Slow Cooker Beef Stew
Achieving deep, beefy flavor in a stew usually means browning the meat—but we wanted all that richness without the extra work. Instead, we built layers of flavor by browning tomato paste with the aromatics, creating a robust, complex base that pairs beautifully with a glass of our red wine. The mix of chicken and beef broths amplifies the savory depth, while a splash of soy sauce adds an unexpected umami note that complements both earthy and fruit-forward wines. With tender-yet-distinct potatoes and carrots gently steamed in a foil packet above the stew, every bite offers balanced texture and warmth—perfect alongside a bold Walla Walla Cabernet Sauvignon, Syrah, or Malbec.
Ingredients
- 3 Tbl olive oil
- 3 onions, minced
- 1/4 cup tomato paste
- 6 garlic cloves, minced
- 1 Tbl minced fresh thyme or 1 tsp dried
- 1/3 cup all-purpose flour
- 1 1/2 C low-sodium chicken broth
- 1 1/2 C beef broth
- 1/3 C soy sauce
- 2 bay leaves
- 1 (4-lb) boneless beef chick roast trimmed and cut into 1 1/2 inch chunks
- 1 1/2 pounds red potatoes, scrubbed and cut into 1-inch chunks
- 1 Lb carrots peeled, halved lengthwise, and sliced 1 inch thick
- 2 Cups frozen peas
Directions
- Heat 2 tablespoons oil in 12 inch skillet over medium-high heat until shimmering. Add onions, tomato paste, garlic and thyme and cook until onions are softened and lightly browned, 8-10 min. Stir in flour and cook for 1 minute. Slowly wisk in chicken broth, scraping up any browned bits and smoothing out any lumps; transfer to the slow cooker.
- Stir in beef broth, soy sauce and bay leaves. Season the beef with salt and pepper and wrap in foil packet. Lay foil packet on top of stew. Cover and cook until beef is tender, 9-11 hours on low or 5-7 hours on high.
- Transfer foil packet to plate.
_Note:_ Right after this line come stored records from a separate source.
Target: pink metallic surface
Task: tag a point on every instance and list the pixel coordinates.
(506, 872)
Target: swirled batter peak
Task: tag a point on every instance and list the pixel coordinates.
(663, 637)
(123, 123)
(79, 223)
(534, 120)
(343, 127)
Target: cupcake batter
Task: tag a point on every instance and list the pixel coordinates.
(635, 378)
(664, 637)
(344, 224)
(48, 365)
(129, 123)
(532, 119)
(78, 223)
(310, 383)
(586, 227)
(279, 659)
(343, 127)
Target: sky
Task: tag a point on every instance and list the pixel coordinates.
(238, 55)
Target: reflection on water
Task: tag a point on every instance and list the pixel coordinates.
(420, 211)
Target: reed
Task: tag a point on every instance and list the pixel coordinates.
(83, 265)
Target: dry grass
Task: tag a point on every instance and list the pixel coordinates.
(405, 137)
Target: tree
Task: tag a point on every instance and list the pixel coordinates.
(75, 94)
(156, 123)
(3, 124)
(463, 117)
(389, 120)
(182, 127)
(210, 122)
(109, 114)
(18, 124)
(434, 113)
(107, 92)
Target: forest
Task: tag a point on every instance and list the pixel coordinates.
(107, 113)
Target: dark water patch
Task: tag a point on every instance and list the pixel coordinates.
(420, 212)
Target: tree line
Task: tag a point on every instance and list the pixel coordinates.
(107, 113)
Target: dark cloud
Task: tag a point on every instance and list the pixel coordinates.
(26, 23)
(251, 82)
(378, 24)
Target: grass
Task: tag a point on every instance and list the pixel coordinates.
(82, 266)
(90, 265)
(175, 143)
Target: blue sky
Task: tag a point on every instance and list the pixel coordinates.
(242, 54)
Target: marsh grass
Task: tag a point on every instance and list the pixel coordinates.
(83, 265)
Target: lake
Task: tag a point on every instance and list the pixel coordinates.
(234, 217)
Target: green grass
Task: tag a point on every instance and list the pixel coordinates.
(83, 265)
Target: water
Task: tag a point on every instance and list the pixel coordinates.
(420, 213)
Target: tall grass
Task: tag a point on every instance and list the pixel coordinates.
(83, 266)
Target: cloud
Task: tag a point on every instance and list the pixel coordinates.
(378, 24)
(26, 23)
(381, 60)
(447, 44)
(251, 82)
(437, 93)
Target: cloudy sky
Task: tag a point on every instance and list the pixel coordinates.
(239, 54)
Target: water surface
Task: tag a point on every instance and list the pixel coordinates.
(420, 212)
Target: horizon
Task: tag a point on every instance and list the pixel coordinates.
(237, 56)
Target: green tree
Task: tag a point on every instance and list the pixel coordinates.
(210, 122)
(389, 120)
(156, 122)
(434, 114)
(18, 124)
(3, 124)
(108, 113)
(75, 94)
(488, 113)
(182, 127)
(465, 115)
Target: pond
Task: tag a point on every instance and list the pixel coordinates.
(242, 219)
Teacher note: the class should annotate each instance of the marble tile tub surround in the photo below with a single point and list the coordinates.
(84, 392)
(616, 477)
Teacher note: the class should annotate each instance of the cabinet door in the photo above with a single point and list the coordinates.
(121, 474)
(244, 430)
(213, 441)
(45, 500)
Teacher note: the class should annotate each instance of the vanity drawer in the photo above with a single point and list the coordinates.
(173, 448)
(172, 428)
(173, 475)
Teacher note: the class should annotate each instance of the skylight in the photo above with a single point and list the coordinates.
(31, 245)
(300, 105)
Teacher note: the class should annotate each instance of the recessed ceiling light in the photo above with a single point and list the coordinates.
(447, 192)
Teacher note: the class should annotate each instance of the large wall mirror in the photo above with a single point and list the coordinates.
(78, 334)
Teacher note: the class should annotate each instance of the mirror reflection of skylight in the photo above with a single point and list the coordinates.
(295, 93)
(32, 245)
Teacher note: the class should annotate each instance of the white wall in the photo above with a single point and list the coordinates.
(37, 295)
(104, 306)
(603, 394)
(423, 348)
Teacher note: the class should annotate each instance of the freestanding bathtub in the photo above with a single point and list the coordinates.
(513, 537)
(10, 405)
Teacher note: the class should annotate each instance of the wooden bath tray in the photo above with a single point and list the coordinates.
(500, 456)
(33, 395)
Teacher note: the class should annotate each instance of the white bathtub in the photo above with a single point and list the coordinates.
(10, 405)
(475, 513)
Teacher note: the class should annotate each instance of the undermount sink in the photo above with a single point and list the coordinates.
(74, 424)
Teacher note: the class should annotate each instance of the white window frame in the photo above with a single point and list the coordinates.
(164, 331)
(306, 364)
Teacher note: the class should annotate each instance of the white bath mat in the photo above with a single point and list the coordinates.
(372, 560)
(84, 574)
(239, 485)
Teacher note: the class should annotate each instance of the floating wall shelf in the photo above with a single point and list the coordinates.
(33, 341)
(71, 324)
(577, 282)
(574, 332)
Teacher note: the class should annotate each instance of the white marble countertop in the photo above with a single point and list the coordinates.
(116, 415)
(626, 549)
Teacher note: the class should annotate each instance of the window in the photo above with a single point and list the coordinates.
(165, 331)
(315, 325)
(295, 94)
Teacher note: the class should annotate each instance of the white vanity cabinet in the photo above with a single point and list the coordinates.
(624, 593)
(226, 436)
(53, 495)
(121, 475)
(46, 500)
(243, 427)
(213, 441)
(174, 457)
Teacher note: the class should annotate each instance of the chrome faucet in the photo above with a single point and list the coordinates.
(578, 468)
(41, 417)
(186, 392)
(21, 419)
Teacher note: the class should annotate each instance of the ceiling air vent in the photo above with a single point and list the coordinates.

Let stew settle for 5 minutes, then remove fat using large spoon. Discard bay leaves.
- Carefully open foil packet (watch for steam), and stir vegetables with any accumulated juice into stew. Stir in peas and let sit until heated through, about 5 minutes. (Adjust stew consistency with additional hot broth as needed.) Season with salt and pepper to taste and serve.